NAVAL OUTPUT OF JAPANESE SHIPYARDS IN 1914
“The most interesting vessel built in 1914 was the battleship Fuso of 30,600 tons displacement which was launched at the building dock at Kure in March 1914. This vessel which is one of the largest and most powerful battleships afloat carries twelve 14 inch guns in six turrets all arranged on the centerline of the ship. The vessel will go into commission during the latter part of next year.
“In addition to the Fuso there are under construction three sister ships, namely the Yamashiro at the Yokosuka Navy Yard, the Hiuga* [sic] at the Mitsubishi Dockyard at Nagasaki, and the Ise* of the Kawasaki Dockyard of Kobe.”
– Journal of the American Society of Naval Engineers, Volume 27, 1915
“The Fuso-class battleships, the Imperial Japanese Navy’s first super-dreadnoughts and the first to be designed and built entirely in Japan, were iconic battleships, with towering pagoda-style bridge structures – a record 144-feet above the waterline – that were added during major reconstruction and rearmament work in the 1930s.
“Both ships in the class, the Fuso and Yamashiro, were armed with twelve 14-inch guns arranged in double-barrel turrets: two forward, two aft and two separated amidships.
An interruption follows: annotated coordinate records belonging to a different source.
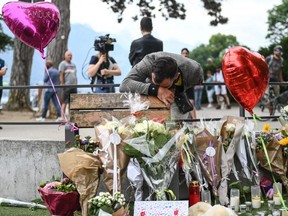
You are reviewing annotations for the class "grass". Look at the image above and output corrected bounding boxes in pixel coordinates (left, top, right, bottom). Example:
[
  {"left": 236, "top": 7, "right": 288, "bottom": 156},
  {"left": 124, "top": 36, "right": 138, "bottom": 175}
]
[{"left": 0, "top": 206, "right": 51, "bottom": 216}]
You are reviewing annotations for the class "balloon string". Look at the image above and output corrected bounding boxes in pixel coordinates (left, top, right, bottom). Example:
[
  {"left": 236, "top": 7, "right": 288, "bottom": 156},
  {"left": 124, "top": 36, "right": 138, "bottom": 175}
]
[{"left": 45, "top": 65, "right": 79, "bottom": 131}]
Launched in 1914 and 1915, respectively, the Yamashiro in 1922 became the first battleship in the IJN to successfully launch aircraft. Both ships were equipped to operate three floatplanes, although no hangar was provided; the Nakajima E4N2 biplane being the first to be deployed but replaced in 1938 by the Nakajima E8N2.
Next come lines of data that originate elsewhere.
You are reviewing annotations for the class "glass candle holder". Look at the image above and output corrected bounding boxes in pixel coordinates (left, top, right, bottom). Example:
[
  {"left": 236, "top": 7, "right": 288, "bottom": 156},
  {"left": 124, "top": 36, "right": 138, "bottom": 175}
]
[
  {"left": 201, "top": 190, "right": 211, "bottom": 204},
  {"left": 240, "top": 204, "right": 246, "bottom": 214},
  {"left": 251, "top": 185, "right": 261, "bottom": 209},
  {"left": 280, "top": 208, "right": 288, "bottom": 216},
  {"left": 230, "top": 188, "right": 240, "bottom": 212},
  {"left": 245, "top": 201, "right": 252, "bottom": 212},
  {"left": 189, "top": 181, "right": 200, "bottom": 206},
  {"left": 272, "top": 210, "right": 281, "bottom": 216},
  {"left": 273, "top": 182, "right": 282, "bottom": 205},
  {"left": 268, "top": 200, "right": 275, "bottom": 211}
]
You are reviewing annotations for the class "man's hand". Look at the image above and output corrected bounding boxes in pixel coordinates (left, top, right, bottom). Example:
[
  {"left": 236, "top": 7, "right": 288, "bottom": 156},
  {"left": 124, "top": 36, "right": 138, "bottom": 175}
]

“Fuso was considered the first modern battleship of the Japanese Navy, outclassing her American counterparts of the New York-class in both firepower and speed, and was considered the ‘most powerfully armed battleship in the world’ when completed. But, despite extensive modernization in the 1930s, both battleships were considered obsolescent at the commencement of the Pacific War in 1941.
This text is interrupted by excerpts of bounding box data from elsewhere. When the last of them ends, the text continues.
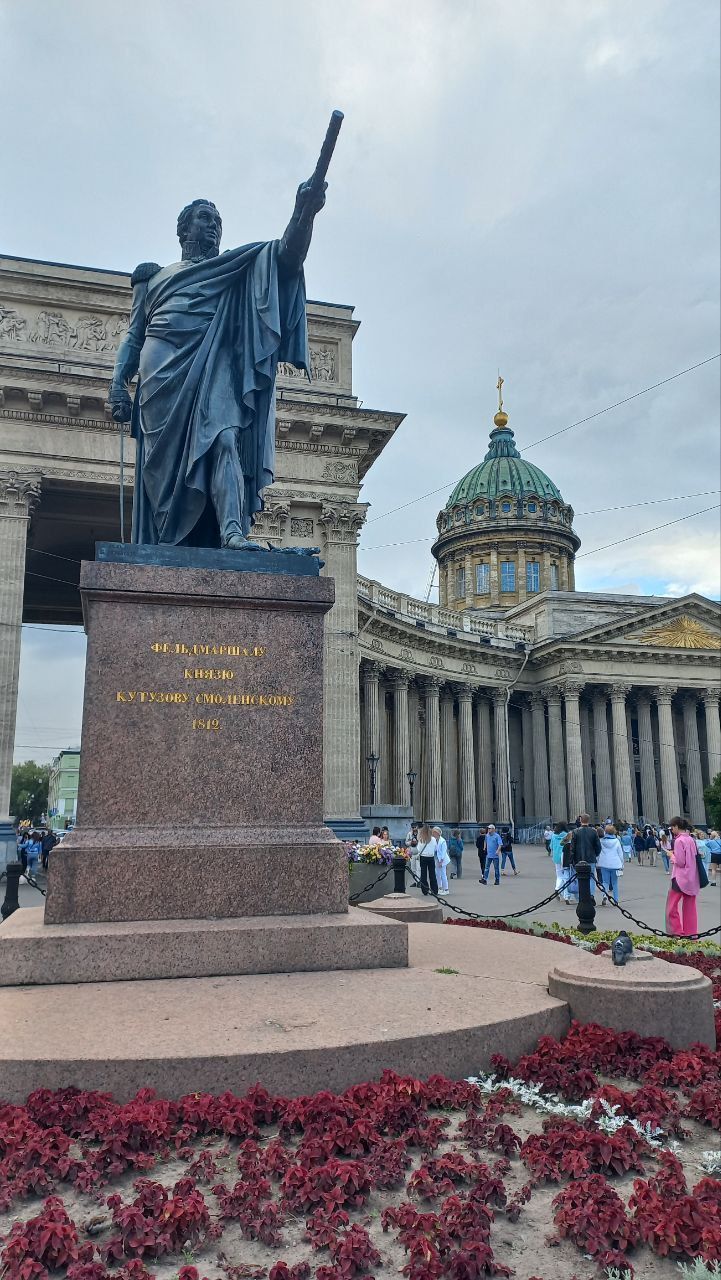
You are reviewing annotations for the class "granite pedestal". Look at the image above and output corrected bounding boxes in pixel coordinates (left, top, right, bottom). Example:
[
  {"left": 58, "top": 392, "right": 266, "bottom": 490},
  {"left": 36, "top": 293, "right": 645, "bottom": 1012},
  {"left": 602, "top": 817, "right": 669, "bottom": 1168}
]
[{"left": 45, "top": 544, "right": 348, "bottom": 924}]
“Fuso and Yamashiro were the only two Japanese battleships at the Battle of Surigao Strait, the southernmost action of the Battle of Leyte Gulf, and both were lost in the early hours of 25 October 1944 to torpedoes and naval gunfire. Only ten crew members from each ship survived.”
* Both the Ise and Hyuga were subsequently constructed as Ise-class battleships, succeeding the Fuso class. Additionally, both received extensive renovation during the Pacific War into hybrid aircraft carrier-battleships.